Wednesday, August 27, 2008

To Scrape or Not To Scrape?


We've been toying around with the idea of screen scraping for some time now. The main reason, wasn't to avoid entering a debate about whether it's fair or not, but rather because we weren't sure we even wanted to deal with hosting any content of our own.

When I say hosting content, I'm referring to large amounts of content (videos, photos, documents, etc). Not simple things like user information and a few photos. I'm talking YouTube. It reminds me a bit of the discussion that took place at my last startup. To hardware or not to hardware. Hardware is a beast I would avoid at all costs - unless of course that's your thing. We weren't a hardware company. Yet we forged ahead designing some hardware for our product (electronic ticketing). I didn't know that this was a problem at the time, nor was there much I could have done about it anyway. But an MBA and some perspective later... hardware was one of our downfalls. It was a money pit. The design, implementation, and rollout were all overly expensive. Especially when you have a company like IDEO design things. And we built this big bulky system. I mean, there were probably a few smart ways we could have made hardware work to our advantage. But we weren't hardware people - so we should have left it for them.

Back to Vyoo. We were playing around with hosting our own reviews and recommendations, photos, vidoes, etc. But then we realized that it wasn't our core competency. Why rebuild the wheel? So we decided to link out to other sites or to try to partner with sites in order to allow users to find this preexisting content. Well, it's hard to forge relationships before you have a finished product and we wanted to prove out our concept. So we decided to scrape some screens to pull some data into our site. We only provide snippets and we link out to the original sites. But it's a more user friendly experience for our users.

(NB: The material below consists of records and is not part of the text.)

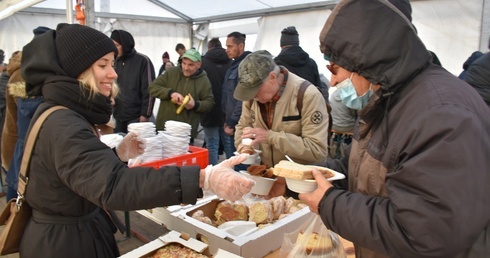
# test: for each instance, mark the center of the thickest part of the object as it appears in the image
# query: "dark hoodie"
(215, 63)
(135, 72)
(418, 176)
(297, 61)
(478, 76)
(472, 58)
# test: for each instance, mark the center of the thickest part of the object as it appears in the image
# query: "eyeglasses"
(333, 68)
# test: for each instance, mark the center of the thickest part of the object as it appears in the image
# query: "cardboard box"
(256, 244)
(183, 239)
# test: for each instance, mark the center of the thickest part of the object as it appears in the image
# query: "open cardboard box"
(149, 249)
(256, 244)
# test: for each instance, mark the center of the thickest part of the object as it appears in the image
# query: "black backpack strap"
(301, 93)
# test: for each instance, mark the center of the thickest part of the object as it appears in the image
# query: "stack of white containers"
(154, 146)
(175, 138)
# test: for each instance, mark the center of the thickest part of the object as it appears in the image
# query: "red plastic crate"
(195, 157)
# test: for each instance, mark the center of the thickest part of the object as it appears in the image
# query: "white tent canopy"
(453, 29)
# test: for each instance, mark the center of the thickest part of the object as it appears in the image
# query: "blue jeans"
(229, 145)
(211, 136)
(25, 111)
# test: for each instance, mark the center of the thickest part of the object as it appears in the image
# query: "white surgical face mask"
(349, 97)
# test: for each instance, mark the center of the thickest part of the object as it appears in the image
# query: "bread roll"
(298, 171)
(227, 211)
(315, 244)
(260, 212)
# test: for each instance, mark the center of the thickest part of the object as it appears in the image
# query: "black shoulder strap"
(301, 93)
(30, 141)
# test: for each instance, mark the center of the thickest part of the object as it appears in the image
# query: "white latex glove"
(131, 146)
(225, 182)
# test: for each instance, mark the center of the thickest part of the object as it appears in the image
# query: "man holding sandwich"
(272, 118)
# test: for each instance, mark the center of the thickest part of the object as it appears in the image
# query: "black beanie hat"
(289, 36)
(78, 47)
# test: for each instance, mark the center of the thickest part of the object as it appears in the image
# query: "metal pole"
(69, 12)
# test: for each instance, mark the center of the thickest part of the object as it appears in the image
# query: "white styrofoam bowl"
(252, 159)
(262, 185)
(301, 186)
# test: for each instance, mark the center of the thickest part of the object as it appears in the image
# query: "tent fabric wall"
(308, 25)
(450, 28)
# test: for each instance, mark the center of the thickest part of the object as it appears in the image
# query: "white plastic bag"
(312, 239)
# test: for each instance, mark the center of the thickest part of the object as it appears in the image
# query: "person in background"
(418, 165)
(343, 121)
(478, 76)
(3, 84)
(180, 49)
(135, 72)
(297, 61)
(232, 107)
(165, 60)
(73, 176)
(168, 65)
(12, 146)
(215, 62)
(176, 83)
(20, 109)
(272, 118)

This decision made me think about the implications of screen scraping. Initially, I had been opposed to the idea. I felt like people were just duplicating sites. Where was the innovation, originality, or hard work? And in that sense, I still believe screen scraping is a poor choice for copycats. Bring something new to the table! Or use snippets of the data to provide enhanced value (Digg). But then how about user generated content? First of all, that's where I think startups can provide quite a bit of value - for the user's themselves. And after all, this is our information isn't it? If I leave profile information on Facebook. Well, that's my information. Facebook didn't go to Haas. It didn't take my picture for me. It only let me use their service. And it's getting something out of that by using that information (targeted ad revenue). If I put my clothes in a locker at the gym. Those are still my clothes. Sure the gym owns the locker, but they don't own my clothes. This is a much larger discussion - with lots of nuanced ways in which I would take a different approach to this question of ownership.

Anyway, that's where I stand. With permission (if it's user generated), sites should be able to leverage a user's information in a unique way. If it's not user generated, well, providing snippets and sending traffic to the original site is totally cool. Again, Digg comes to mind.

1 comment:

Anonymous said...

"When I say hosting content, I'm referring to large amounts of content (videos, photos, documents, etc)."


Be prepared for handling a large number of DMCA takedowns.